High school also doesn't prepare you for cooking for yourself. In fact, nothing does, except living on your own. Even if you helped in the kitchen at home, like I sometimes did, cooking for 6 people and cooking for 1 are two very different things. I already have way too much tomato sauce that I've been trying to come up with creative uses for...(lettuce, chicken, ranch dressing, and tomato sauce would seem like a bad combination, but it's not too bad, like an Italian style taco salad...) I took cooking classes in high school, which helped with knife skills and cleaning and such (though I managed to cut myself twice in two days on a knife; I think my roommates knife is out to get me...). But those classes, like most recipe books, still dealt with more than one serving stuff. And nothing ever really taught me how to freeze stuff, so I hope the raspberries, clementines, bananas, and garlic are ok in the freezer...Grocery stores don't really help too much either: they sell things in bulk for cheaper. For a college student on a budget, you can either blow your budget getting just enough food for what you need or you can go bulk and throw half of it away (or freeze it, which is what I've been doing). The convenience stores near us are better at catering toward college students (as that's pretty much all their business) but most of them are expensive, as well. You'd think Wal-mart© would get the hint and put a branch that dealt in low-cost, smaller items and put it two blocks from campus...but that wouldn't make as much money, kinda like I'm not doing now, either, without a job...

Another thing I wasn't prepared for was all the walking. High school had walking, but it didn't take 15 minutes to get across campus, uphill quite a bit of the way. I've done more walking in the past week than I did all summer! Maybe they should have a "College Preparedness Class" where all you do is walk around town for an hour...
And roommates! Wow! Family life does not prepare you for roommates! They are so different! I love my roommates, but I'm still not sure how to bring things up like chores and meals and such with them...with my brothers, I'd just say "it's your job to clean the bathroom this week" but with a roommates, almost a complete stranger, who is an adult in their own right...how do you say "your turn" to them? Luckily, I got pretty laid-back roommates who can still get stuff done...and they're older, so they're kinda set in their ways. All I have to do is follow along, which I don't mind.

You know what the weirdest thing is though, well, apart from being in a ward where I'm sure half the boys are 2-4 years older than me and looking for potential mates, but the weirdest thing is not being super accountable for class...I was late today, and my professor didn't say anything, and I wasn't the only one late. As long as you do the work, some professors don't care if you miss class. This isn't true for all of them, but it's weird to be completely on my own, not that I'm going to purposely ditch all my classes now...sleeping in was a mistake. I'm going to have to change my alarm again...

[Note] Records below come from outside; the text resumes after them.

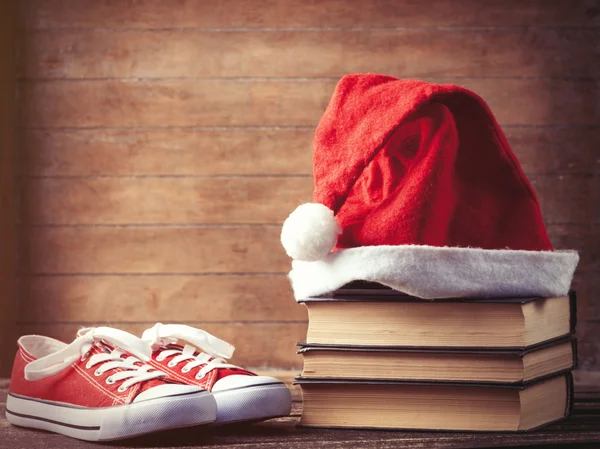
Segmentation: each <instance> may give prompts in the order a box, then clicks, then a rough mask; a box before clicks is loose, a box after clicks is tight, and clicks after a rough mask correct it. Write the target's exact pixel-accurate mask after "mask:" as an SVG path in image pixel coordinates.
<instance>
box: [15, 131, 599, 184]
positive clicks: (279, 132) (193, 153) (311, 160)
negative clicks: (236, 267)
mask: <svg viewBox="0 0 600 449" xmlns="http://www.w3.org/2000/svg"><path fill="white" fill-rule="evenodd" d="M313 134H314V131H313V130H312V129H293V128H292V129H289V128H288V129H281V128H280V129H272V128H271V129H263V128H259V129H252V128H243V129H240V128H225V129H181V128H172V129H153V130H148V129H139V128H138V129H94V130H44V131H35V130H30V131H27V132H24V133H23V141H22V142H23V143H22V147H23V152H22V163H21V173H23V174H28V175H34V176H98V175H99V176H102V175H110V176H119V175H177V176H181V175H199V176H207V175H232V174H233V175H256V174H269V175H309V174H312V139H313ZM550 134H552V133H551V132H550ZM597 134H598V144H599V145H600V131H599V132H598V133H597ZM523 139H527V137H524V138H523ZM564 153H565V152H564V151H562V152H561V154H564ZM591 154H592V153H591V150H590V156H591ZM584 157H587V156H584ZM570 160H571V164H573V165H576V166H582V165H585V166H586V167H590V166H592V167H593V166H594V164H589V163H587V161H581V162H580V161H578V160H576V159H573V158H571V159H570Z"/></svg>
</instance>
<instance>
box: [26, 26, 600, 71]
mask: <svg viewBox="0 0 600 449" xmlns="http://www.w3.org/2000/svg"><path fill="white" fill-rule="evenodd" d="M598 42H600V29H598V28H586V29H583V28H575V29H573V28H568V29H556V28H550V29H547V28H519V29H514V28H502V29H459V30H456V29H448V28H444V29H423V28H421V29H404V30H397V29H394V30H389V29H386V30H362V29H361V30H356V29H355V30H319V29H315V30H312V29H311V30H307V31H235V32H233V31H232V32H220V33H218V35H215V33H214V32H211V31H197V30H165V31H158V30H153V31H117V30H115V31H112V32H110V33H106V32H90V31H87V30H55V31H40V32H33V31H32V32H29V33H27V34H26V39H25V42H24V43H23V46H24V48H23V49H22V52H21V53H22V58H21V61H20V62H21V67H20V76H21V77H23V78H27V79H51V78H58V79H63V78H67V79H69V78H71V79H72V78H75V79H77V78H177V77H189V78H212V77H225V78H230V77H335V78H338V77H341V76H343V75H345V74H346V73H362V72H375V73H388V74H391V75H394V76H397V77H403V78H411V77H412V78H414V77H439V76H442V77H452V76H457V77H460V76H469V77H484V76H493V77H503V76H504V77H511V76H520V77H542V76H543V77H548V76H556V77H558V76H576V77H594V76H598V75H600V58H599V56H600V54H599V52H600V50H599V49H598ZM273 61H277V63H276V64H274V63H273Z"/></svg>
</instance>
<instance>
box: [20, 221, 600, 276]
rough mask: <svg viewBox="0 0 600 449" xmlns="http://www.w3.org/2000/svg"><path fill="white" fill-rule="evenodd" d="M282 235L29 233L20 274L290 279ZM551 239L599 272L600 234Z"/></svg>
mask: <svg viewBox="0 0 600 449" xmlns="http://www.w3.org/2000/svg"><path fill="white" fill-rule="evenodd" d="M279 234H280V227H279V226H267V227H262V226H237V227H236V226H232V227H228V226H226V227H177V226H173V227H168V226H160V227H159V226H142V227H139V226H83V227H78V226H75V227H71V226H67V227H61V226H59V227H33V228H22V239H23V241H22V247H23V251H22V260H21V273H23V274H25V273H27V274H89V273H104V274H118V273H121V274H123V273H137V274H157V273H158V274H160V273H171V274H186V273H287V272H288V271H289V269H290V259H289V258H288V256H287V255H286V254H285V252H284V250H283V248H282V247H281V243H280V242H279ZM548 234H549V235H550V238H551V240H552V242H553V243H554V245H555V247H556V248H557V249H578V250H579V251H580V256H581V262H580V265H581V266H582V268H585V269H586V270H587V271H593V270H598V269H600V254H599V252H600V245H599V244H598V242H599V239H600V232H598V226H583V225H549V226H548ZM74 242H76V245H74V244H73V243H74Z"/></svg>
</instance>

Alright, well there's my first post. I just want to say that college is really exciting and I'm glad to be out here! It's just different. I don't mean to sound whiny, just frank. Things are improving...I now have two study groups and a new friend, who's already been over for a movie night ("Leap Year" is an awesome movie!). I can't wait to see what the next several months have in store! I've already learned so much! (Like how to put the © symbol in Blogger© and write a program in Java!! and how to navigate Utah streets; so much easier than home, where all the streets in a row are named the same thing, whether or not they connect!)